I am sharing here the yearly paper analysis for 2021, containing statistics about ML and NLP publications from the past year. It has arrived later than in previous years - preparing it this time took quite a bit longer than intended. The new data required some manual cleaning and updating of the pipeline, which meant the analysis got delayed quite a bit. But finally, here it is now. 🙂
The analysis of the papers is done using a series of automated tools. These processes are not perfect so some noise and errors may occur. Some authors have also recently started releasing their papers in an obfuscated form for some reason, preventing any copying or automated extraction of the content, so these have had to be excluded from some of the analysis. But overall, each year the pipeline gets a bit better and the bugs from previous years get fixed, so it should provide a good picture of the field.
Many thanks to Chen Cecilia Liu and Jonas Pfeiffer for their help with matching organizations to countries!
This post isn't meant to glorify publishing huge amounts of papers. Quality is definitely more important than quantity. In fact, I think our field has gotten too focused on publishing rapidly in large quantities, which tends to give an advantage to quick iterative papers over thorough groundbreaking ideas. The aim of this analysis is just to provide a bit of a higher-level view of what is happening in the field, which institutions are currently the major players and which researchers have the largest groups.
Let's start by looking at the conferences themselves. The publication numbers for most of the conferences again kept going up and breaking new records. One exception seems to be ACL - this is likely due to a heavier use of the Findings format, which I didn't include in these statistics. AAAI seems to be almost levelling out, whereas NeurIPS still keeps a steady growth rate. COLING and AACL did not take place in 2021, but both EACL and NAACL did.
The organization with most published papers in 2021 (by a wide margin) was Google. Microsoft also manages to offer some competition in that space, with CMU, Stanford, Facebook and MIT ranking after that. Microsoft, CAS, Amazon, Tencent, Cambridge, Washington and Alibaba stand out as having quite a large proportion of papers at NLP conferences, whereas the other top organizations seem to focus mostly on ML venues.
Looking at the statistics for the whole period of 2012-2021, Google with 2170 papers has finally overtaken Microsoft with 2013 papers. CMU with 1881 publications is also represented in the top 3 cluster.
Most of the organizations have also continued to increase their yearly publication count. Google has finally broken their linear acceleration in publication numbers, but still released more papers than ever before. CMU had a plateau last year but has made up for it this year. IBM seems to be the only top organization with a slight downward trajectory, likely related to them selling large parts of Watson recently.

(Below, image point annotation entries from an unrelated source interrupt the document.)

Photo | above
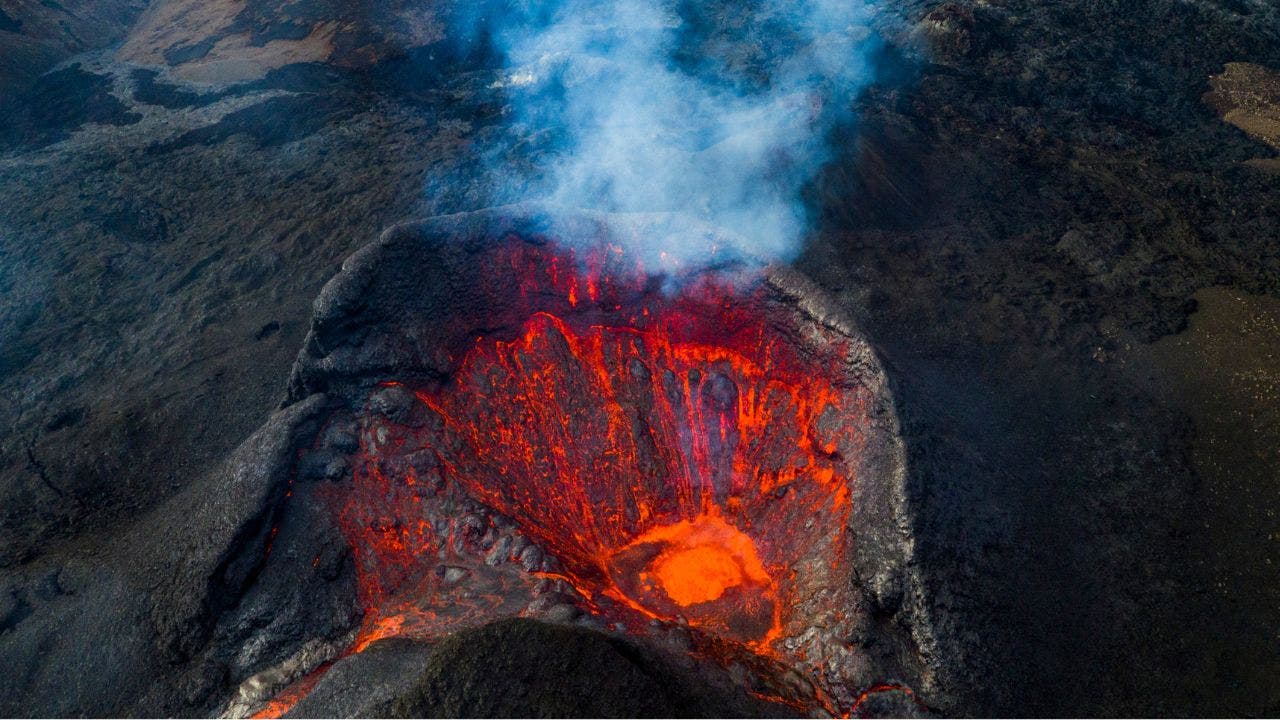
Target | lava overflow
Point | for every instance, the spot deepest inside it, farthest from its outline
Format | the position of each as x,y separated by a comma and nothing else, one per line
659,463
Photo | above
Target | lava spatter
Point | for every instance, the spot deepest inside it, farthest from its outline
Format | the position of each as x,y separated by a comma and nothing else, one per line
625,456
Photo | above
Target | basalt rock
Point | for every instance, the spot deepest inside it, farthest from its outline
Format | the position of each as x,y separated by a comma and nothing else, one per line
530,422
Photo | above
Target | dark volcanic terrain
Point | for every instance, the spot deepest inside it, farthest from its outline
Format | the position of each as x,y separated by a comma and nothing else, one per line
1057,222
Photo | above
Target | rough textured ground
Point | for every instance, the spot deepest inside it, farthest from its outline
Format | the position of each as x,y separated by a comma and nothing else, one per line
1054,220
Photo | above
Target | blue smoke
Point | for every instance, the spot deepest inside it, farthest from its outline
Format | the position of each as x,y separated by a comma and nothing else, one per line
714,110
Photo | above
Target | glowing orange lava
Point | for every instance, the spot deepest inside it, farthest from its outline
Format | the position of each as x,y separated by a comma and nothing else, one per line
703,559
670,459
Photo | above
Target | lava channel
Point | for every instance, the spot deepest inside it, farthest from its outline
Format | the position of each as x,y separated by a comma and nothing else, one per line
671,468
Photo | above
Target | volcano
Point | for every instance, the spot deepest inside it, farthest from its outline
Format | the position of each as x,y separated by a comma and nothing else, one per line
526,419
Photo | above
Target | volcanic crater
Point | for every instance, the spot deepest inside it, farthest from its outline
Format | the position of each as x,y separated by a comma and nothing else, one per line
525,417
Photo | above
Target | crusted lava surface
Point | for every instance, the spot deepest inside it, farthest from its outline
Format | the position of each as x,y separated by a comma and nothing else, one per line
525,420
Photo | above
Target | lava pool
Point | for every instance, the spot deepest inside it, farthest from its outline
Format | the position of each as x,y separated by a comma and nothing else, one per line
703,459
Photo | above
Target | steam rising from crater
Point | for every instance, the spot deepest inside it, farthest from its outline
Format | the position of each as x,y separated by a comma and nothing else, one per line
716,110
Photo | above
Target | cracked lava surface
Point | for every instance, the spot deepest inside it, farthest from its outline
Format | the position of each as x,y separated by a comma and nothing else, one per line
682,475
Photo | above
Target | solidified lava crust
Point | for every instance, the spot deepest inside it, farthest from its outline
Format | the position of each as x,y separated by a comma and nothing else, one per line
679,455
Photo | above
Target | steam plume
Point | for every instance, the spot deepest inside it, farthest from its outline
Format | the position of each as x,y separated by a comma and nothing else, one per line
717,110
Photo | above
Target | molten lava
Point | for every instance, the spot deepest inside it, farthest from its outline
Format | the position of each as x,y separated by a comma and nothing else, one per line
652,459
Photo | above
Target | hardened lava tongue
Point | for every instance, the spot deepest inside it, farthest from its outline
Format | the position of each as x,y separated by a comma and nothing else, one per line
538,417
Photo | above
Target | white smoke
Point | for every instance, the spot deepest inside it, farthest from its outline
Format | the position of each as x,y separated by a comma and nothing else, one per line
644,124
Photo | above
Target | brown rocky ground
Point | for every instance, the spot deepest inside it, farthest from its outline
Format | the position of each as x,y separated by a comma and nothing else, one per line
1068,254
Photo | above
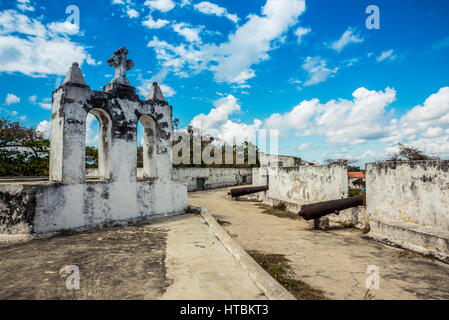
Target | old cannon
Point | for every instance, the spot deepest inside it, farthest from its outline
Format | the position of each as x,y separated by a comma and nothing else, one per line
245,191
321,209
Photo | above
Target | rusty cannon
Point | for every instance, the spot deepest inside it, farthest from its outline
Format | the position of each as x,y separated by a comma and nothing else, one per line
321,209
245,191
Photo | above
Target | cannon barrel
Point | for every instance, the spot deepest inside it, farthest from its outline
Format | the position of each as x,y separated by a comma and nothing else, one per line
245,191
320,209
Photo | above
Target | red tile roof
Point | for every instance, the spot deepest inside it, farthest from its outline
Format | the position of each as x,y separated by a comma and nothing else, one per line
356,175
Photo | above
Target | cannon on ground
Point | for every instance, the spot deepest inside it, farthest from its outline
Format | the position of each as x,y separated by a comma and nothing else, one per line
245,191
321,209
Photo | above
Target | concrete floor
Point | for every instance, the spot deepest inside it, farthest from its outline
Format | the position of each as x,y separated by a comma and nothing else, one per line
173,258
334,261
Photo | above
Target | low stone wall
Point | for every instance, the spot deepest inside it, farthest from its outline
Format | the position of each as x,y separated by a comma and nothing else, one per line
211,178
354,217
296,186
46,207
408,205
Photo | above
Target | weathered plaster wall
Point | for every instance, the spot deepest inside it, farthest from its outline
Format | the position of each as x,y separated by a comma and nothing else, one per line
214,177
408,204
302,185
67,201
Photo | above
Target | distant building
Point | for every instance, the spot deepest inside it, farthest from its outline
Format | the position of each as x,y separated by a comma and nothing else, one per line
268,160
355,176
309,163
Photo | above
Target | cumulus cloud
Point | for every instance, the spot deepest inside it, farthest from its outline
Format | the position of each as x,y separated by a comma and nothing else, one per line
155,24
29,47
191,34
161,5
25,5
145,87
232,60
44,127
217,123
300,32
11,99
213,9
386,55
317,70
341,121
347,38
303,146
132,13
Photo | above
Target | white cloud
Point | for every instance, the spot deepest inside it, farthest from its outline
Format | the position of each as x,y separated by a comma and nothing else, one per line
251,42
433,132
218,124
303,146
386,55
347,38
161,5
190,33
145,87
11,99
155,24
435,109
39,50
213,9
63,28
185,3
341,121
44,127
317,70
232,61
301,32
132,13
24,5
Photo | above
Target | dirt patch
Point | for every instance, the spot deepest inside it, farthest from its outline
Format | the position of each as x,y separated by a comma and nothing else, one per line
223,223
278,211
277,265
411,254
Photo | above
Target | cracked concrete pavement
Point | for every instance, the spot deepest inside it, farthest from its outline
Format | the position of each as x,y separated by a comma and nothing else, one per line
334,261
171,258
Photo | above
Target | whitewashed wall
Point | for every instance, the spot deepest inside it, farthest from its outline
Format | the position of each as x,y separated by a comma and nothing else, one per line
213,177
302,185
408,204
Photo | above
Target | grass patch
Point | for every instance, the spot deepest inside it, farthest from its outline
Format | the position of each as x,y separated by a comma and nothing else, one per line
278,211
277,266
411,254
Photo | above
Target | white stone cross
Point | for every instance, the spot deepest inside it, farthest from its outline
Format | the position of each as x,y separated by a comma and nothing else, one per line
121,65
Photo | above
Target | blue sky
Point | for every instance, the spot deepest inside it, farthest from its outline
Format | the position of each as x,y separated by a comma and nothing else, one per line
310,69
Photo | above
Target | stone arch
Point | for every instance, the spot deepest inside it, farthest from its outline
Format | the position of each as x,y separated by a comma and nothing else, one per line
104,143
149,146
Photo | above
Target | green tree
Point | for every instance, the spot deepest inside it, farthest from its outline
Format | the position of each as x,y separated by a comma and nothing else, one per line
23,151
409,153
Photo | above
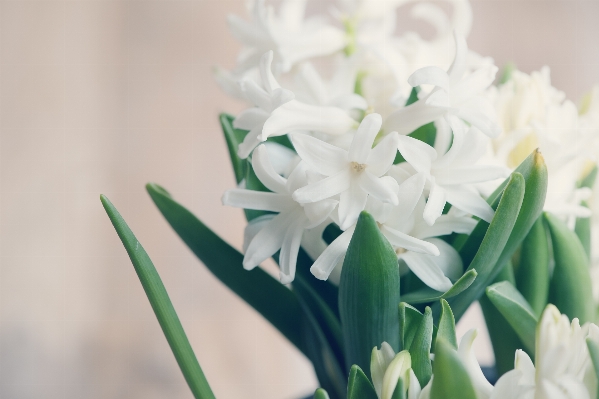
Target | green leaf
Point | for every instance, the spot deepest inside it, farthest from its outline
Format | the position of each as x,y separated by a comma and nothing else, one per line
359,386
532,277
270,298
451,378
420,349
161,304
594,353
570,288
321,394
400,390
497,235
516,310
447,325
427,294
234,137
368,293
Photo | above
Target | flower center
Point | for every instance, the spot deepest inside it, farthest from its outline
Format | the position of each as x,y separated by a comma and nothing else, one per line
358,167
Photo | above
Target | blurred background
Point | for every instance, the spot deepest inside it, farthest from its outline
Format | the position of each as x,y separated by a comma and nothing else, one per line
105,96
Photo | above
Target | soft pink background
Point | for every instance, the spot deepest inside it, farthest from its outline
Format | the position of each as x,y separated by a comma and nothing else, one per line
104,96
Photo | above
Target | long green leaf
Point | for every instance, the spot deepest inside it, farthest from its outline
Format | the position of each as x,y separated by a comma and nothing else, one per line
570,289
516,310
451,378
447,325
359,386
420,349
532,277
161,303
490,250
368,293
427,295
274,301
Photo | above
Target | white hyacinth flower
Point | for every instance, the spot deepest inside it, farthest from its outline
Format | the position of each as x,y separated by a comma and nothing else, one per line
457,97
450,176
285,230
352,175
563,368
386,368
292,37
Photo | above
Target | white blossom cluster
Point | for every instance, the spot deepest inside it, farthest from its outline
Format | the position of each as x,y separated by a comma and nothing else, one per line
340,86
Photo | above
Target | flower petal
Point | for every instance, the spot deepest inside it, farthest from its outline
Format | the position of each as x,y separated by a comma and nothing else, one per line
324,188
326,262
426,270
319,155
382,188
364,138
431,75
266,173
259,200
382,156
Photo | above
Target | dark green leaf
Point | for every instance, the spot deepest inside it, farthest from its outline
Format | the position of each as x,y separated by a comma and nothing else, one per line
532,277
516,310
427,295
359,386
570,288
368,293
420,349
161,303
447,325
256,287
490,250
451,378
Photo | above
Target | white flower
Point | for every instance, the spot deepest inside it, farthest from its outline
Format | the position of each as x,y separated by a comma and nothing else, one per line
450,176
563,366
456,98
386,368
353,174
288,34
283,231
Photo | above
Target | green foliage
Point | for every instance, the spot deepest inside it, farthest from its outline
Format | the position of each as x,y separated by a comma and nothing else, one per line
161,304
570,289
359,386
368,293
274,301
516,310
451,378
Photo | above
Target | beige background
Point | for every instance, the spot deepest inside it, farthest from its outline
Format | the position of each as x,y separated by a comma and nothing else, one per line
104,96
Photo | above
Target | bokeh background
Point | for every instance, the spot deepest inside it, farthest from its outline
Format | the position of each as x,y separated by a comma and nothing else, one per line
104,96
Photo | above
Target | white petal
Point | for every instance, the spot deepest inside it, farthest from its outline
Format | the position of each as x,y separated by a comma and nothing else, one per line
268,241
417,153
382,156
351,203
364,138
259,200
468,358
426,270
289,251
431,75
319,155
469,201
449,260
250,118
434,204
250,142
324,265
381,188
296,116
403,240
406,120
265,172
323,189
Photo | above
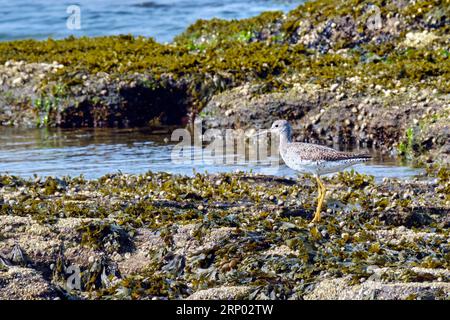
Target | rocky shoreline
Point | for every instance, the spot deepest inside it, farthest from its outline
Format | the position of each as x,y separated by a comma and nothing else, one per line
329,67
346,72
228,236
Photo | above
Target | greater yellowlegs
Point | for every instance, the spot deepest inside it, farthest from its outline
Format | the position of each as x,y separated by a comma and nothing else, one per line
312,158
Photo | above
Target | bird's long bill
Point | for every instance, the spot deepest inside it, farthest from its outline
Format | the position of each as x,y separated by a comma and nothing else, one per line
263,132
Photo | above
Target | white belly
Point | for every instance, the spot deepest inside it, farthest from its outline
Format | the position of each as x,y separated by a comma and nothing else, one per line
317,167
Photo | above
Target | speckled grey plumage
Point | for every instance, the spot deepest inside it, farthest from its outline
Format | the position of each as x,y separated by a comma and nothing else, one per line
312,158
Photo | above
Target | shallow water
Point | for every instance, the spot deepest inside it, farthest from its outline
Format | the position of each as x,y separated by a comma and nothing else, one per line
161,19
96,152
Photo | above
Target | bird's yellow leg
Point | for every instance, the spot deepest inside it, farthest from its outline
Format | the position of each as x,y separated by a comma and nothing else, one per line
320,199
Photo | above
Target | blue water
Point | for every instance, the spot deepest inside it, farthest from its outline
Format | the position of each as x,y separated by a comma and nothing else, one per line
96,152
161,19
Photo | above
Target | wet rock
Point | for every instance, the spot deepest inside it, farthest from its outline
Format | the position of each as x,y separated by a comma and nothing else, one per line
24,283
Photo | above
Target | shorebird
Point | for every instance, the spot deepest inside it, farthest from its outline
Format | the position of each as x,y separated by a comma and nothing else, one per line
312,158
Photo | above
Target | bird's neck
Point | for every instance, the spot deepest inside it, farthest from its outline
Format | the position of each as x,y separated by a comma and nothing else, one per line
285,138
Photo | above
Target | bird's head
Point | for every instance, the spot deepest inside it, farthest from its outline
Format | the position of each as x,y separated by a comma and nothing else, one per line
281,127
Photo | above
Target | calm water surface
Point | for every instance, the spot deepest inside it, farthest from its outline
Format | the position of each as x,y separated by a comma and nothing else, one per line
96,152
161,19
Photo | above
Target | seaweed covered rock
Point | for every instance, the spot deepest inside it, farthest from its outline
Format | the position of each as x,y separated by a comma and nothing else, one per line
162,236
314,65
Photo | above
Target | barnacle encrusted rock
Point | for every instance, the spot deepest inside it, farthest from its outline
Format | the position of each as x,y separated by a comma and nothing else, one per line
162,236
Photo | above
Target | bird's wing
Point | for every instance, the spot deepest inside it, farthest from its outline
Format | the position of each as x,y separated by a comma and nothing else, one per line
314,152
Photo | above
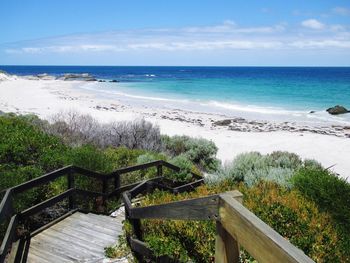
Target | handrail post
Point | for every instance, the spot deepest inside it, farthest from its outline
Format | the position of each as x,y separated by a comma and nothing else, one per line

Next, let's look at the researchers who published the most papers in 2021. Sergey Levine (Berkeley, Google) towers above everyone else with 42 papers. Tie-Yan Liu (Microsoft), Jie Zhou (Tsinghua), Mohit Bansal (UNC) and Graham Neubig (CMU) are also among the top publishing researchers.
Looking at the whole period of 2012-2021, Sergey Levine (Berkeley, Google) is again at the top position. Having ranked 6th last year, he had a really prolific year and has overtaken everyone else. Yoshua Bengio (Montreal), Graham Neubig (CMU), Yue Zhang (Westlake), Ming Zhou (Sinovation, Microsoft) and Ting Liu (Harbin) make up the rest of the overall top publishers.
Note that a couple of names have been manually removed from the list. While trying to identify their affiliation, I found that publications from multiple researchers with identical names have been aggregated. Unfortunately I don't have the necessary technology at the moment to separate the publications in such cases.
The breakdown over the years gives an overview of when each researcher has published most. Sergey Levine has set the new overall record, by quite a margin. Mohit Bansal also increased his paper output by quite a lot, releasing 31 publications in 2021, to the same number as Graham Neubig. Yoshua Bengio had a decrease in the number of papers in 2020, but that count is now back up again.
The researchers with the largest numbers of papers are generally supervisors for many post-docs and students working in their group. In contrast, first authors are usually those who do the practical work, so it's good to analyse their counts separately.
Ramit Sawhney (Tower Research Capital, IIIT Delhi) published a very impressive 9 papers in 2021. Jason Wei (Google Research) and Tiago Pimentel (Cambridge) also stand out with 6 publications.
Looking at the year range 2012-2021, Ivan Vulić (Cambridge, PolyAI) and Zeyuan Allen-Zhu (Microsoft) have both managed to publish an imprissive 24 papers as first authors. Yi Tay (Google) and Jiwei Li (Shannon.AI, Zhejiang, Stanford) are ranked next, with 23 and 22 papers, respectively. Ilias Diakonikolas (UW Madison) has an impressive 15 first-author NeurIPS papers. Haris Aziz (UNSW Sydney) has published exclusively in AAAI.
Looking at the 2021 publication counts by country highlights how much the United States publishes. China and the UK are also among the top 3. NeurIPS has the largest proportion for the US and the UK, while AAAI is the preferred venue for China.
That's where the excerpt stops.